Invasion Los Angeles

Invasion Los Angeles
Film de John Carpenter
Titre original : They live
Année de sortie: 1988
Avec : Roddy Piper, Keith David, Meg Foster.

Nada: I have come here to chew bubblegum and kick ass… and I’m all out of bubblegum.

Nada: Brother, life’s a bitch… and she’s back in heat.

Avec Invasion Los Angeles, John Carpenter réalise un film de S.F efficace et drôle, charge virulente contre les années Reagan.

Synopsis de Invasion Los Angeles

John Nada (Roddy Piper), ouvrier au chômage, arrive à Los Angeles pour trouver du travail. Embauché sur un chantier, il vit dans un bidonville en attendant des jours meilleurs.

Des événements étranges éveillent peu à peu son attention ; un inconnu pirate les chaînes de télévision pour diffuser des messages inquiétants, et surtout il découvre un énigmatique trafic de lunettes noires dans l’église située près des campements.

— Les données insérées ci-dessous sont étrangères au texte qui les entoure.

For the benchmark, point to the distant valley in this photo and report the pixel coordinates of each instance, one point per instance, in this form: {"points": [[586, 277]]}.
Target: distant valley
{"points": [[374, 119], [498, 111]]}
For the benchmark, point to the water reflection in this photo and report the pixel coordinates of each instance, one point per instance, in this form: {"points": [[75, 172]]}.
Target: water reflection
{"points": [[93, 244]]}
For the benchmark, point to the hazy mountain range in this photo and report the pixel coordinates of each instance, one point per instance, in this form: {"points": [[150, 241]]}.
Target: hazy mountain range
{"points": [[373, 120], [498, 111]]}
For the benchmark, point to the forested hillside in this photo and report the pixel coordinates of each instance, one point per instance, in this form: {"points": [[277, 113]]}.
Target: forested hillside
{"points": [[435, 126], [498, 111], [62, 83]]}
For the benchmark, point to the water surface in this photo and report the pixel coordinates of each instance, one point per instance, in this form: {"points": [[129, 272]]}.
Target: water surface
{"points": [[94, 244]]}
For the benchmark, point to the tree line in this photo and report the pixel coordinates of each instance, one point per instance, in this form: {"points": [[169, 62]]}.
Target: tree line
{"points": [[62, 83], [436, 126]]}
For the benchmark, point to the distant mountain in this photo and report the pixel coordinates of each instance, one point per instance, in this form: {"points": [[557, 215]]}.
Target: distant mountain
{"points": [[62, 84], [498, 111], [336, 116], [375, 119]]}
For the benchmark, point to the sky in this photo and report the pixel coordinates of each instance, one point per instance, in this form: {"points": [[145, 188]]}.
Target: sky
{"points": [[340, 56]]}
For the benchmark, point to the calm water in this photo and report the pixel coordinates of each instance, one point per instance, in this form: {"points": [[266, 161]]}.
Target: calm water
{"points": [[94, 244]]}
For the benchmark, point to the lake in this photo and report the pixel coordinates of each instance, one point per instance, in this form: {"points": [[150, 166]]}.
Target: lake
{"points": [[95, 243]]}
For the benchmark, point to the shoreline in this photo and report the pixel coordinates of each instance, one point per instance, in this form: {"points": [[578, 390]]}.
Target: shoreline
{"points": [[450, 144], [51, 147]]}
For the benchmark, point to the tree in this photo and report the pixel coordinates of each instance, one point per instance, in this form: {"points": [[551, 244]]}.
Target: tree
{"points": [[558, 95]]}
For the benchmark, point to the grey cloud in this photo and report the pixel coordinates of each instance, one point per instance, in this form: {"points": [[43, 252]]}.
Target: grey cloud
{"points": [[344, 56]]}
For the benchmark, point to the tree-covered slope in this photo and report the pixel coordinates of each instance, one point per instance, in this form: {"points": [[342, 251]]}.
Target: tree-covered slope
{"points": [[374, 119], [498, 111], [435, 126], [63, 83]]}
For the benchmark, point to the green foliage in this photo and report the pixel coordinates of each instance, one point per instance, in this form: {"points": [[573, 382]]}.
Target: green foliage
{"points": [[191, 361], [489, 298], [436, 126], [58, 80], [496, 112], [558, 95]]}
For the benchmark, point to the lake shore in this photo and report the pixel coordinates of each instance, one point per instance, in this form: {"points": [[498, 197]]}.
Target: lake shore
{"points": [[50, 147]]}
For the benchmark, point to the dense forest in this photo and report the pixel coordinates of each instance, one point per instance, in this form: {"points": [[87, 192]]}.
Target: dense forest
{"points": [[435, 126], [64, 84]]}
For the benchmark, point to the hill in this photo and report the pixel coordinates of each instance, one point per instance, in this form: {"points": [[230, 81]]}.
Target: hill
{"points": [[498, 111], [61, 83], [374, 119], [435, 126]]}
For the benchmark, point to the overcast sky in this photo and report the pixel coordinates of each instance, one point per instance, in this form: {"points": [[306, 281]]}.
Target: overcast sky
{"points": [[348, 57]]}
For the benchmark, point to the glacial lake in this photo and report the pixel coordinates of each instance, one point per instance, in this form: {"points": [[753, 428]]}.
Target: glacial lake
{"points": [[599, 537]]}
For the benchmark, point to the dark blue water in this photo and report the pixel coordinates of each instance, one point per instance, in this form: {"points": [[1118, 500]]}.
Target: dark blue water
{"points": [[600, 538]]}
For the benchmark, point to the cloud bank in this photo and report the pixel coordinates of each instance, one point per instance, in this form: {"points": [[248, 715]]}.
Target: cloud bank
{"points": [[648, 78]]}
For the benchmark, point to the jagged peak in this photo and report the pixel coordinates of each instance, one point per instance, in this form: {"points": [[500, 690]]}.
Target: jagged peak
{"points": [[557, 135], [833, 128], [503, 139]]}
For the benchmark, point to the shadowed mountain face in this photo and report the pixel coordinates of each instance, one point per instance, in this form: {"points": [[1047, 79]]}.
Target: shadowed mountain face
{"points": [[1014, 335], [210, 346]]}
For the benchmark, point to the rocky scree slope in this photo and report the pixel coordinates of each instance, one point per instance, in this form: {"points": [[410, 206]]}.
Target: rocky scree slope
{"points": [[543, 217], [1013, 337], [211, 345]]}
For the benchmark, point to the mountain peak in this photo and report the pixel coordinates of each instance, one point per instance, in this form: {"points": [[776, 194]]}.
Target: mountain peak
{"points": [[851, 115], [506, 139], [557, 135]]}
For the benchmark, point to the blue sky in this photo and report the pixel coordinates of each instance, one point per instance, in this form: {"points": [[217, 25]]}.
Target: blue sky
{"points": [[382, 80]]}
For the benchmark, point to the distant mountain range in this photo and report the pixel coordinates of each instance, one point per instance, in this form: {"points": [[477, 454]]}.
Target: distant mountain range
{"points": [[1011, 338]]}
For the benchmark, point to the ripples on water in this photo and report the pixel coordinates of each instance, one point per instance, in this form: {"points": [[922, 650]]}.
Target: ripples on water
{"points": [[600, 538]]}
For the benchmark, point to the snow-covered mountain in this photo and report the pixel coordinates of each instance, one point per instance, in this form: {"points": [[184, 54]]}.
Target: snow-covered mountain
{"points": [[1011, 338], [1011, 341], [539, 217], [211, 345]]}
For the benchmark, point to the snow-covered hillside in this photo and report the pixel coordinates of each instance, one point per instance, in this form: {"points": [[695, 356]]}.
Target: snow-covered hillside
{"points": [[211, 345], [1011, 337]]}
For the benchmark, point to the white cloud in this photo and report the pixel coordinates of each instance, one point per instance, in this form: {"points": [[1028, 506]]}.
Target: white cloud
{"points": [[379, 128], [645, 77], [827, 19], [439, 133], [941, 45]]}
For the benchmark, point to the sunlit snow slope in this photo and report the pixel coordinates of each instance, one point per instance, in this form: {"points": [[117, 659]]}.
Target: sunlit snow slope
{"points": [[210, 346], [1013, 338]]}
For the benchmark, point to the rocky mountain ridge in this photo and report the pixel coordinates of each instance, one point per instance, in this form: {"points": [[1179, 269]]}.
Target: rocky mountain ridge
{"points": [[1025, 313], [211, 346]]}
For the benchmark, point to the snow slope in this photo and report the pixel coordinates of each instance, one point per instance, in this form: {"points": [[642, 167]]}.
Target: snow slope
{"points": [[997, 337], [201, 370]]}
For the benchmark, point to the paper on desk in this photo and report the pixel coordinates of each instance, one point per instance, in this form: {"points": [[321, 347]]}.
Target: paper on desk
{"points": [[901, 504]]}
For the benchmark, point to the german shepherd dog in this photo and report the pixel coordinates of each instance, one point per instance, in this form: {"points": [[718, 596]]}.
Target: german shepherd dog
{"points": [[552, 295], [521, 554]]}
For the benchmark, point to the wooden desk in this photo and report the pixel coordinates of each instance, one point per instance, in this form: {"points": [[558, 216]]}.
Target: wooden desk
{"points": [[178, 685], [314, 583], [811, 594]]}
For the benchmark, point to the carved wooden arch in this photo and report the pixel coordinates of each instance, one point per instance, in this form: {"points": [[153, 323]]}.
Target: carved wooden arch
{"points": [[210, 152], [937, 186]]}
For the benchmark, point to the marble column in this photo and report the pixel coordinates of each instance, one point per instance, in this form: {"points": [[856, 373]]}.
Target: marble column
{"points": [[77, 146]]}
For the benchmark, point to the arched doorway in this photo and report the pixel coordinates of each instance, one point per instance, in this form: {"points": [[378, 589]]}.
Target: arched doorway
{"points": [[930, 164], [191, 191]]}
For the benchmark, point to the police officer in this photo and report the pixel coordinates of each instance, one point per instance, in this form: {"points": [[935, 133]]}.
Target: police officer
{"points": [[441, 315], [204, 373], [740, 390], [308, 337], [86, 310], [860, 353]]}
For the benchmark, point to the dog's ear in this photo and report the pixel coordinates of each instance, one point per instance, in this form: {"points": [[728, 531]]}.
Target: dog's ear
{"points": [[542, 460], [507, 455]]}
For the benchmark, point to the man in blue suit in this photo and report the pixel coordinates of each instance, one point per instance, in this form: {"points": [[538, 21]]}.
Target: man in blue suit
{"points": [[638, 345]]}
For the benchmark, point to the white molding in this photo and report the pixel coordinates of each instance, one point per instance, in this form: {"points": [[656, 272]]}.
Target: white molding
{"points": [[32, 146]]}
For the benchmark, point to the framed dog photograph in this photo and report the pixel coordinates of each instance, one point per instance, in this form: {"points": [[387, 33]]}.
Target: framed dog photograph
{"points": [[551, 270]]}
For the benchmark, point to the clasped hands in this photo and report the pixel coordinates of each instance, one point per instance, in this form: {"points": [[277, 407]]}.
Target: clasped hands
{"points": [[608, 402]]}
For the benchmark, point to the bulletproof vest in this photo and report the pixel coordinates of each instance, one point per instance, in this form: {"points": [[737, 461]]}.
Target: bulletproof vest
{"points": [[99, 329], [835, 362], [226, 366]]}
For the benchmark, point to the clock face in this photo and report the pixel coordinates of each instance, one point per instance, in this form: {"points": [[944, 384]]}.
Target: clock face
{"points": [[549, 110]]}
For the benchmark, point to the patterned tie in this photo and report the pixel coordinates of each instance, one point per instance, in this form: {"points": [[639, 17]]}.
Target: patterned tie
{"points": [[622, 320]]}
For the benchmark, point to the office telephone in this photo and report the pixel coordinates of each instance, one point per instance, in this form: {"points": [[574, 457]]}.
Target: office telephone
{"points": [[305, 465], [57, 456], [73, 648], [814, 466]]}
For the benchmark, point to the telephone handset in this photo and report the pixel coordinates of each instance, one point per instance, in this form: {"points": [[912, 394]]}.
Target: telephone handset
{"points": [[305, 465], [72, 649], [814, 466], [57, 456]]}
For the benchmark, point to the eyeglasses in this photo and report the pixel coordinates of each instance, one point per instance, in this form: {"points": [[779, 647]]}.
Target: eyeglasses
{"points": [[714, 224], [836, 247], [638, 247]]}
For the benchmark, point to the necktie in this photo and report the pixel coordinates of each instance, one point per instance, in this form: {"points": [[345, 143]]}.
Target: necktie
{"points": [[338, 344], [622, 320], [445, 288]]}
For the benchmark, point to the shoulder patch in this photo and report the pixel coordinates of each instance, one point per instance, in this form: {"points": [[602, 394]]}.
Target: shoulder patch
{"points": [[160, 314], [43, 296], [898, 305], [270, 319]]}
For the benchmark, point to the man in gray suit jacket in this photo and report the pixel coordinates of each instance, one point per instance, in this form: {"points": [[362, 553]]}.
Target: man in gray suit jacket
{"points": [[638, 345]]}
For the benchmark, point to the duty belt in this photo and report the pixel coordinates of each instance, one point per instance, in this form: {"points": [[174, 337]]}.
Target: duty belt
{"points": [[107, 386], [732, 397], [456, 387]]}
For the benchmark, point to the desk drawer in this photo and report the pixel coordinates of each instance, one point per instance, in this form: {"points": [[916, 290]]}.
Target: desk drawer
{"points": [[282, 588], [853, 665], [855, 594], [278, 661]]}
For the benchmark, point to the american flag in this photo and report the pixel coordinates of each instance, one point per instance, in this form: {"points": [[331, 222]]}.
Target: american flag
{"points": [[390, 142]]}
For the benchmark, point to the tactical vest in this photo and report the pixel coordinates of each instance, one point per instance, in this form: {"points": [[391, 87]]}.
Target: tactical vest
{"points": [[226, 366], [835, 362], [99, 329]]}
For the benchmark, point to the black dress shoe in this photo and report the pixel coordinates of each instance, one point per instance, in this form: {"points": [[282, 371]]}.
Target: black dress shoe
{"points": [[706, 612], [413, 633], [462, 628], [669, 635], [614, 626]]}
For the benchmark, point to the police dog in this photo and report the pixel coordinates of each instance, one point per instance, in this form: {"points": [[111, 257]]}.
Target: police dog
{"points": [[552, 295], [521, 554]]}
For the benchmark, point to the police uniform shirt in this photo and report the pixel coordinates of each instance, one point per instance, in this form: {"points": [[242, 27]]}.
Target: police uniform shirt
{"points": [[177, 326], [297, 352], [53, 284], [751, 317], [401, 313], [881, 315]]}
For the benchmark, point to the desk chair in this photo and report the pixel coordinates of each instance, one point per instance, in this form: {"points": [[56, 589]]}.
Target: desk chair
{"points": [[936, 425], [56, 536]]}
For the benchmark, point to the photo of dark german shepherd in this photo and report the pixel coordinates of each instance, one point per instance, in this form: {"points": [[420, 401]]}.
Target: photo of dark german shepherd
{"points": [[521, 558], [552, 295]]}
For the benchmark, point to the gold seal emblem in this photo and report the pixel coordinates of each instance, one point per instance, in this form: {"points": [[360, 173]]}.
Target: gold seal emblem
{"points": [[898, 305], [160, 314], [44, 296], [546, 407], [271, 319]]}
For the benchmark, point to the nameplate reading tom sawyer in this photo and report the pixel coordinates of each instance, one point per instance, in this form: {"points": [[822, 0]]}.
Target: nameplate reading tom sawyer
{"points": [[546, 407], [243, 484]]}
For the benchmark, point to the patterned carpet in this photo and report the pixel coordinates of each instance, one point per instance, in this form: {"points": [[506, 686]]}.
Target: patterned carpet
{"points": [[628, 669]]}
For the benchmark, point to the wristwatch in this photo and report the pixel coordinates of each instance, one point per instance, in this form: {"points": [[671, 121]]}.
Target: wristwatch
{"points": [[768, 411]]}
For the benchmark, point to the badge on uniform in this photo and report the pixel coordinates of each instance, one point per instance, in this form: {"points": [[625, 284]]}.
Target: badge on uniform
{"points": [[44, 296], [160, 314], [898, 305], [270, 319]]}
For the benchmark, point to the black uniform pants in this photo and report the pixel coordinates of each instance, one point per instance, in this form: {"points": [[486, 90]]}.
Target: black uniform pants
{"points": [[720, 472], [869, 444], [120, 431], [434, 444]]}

Un soir, frappé par la violence d’une intervention policière, John Nada décide de comprendre ce qui se trame. Il ne tardera pas à découvrir une réalité aussi insoupçonnée qu’alarmante pour l’espèce humaine…

Critique

Les années Reagan selon Carpenter

De nombreux films d’extra-terrestres ont une connotation très politique. Dans les années 50, les envahisseurs venus de l’espace symbolisaient la menace soviétique ; c’est le cas dans Invasion of the Body Snatchers, de Don Siegel, The Blob, de Irvin Yeaworth, The Thing, de Christian Niby, dont Carpenter réalisa un génial remake, probablement son chef d’œuvre d’ailleurs.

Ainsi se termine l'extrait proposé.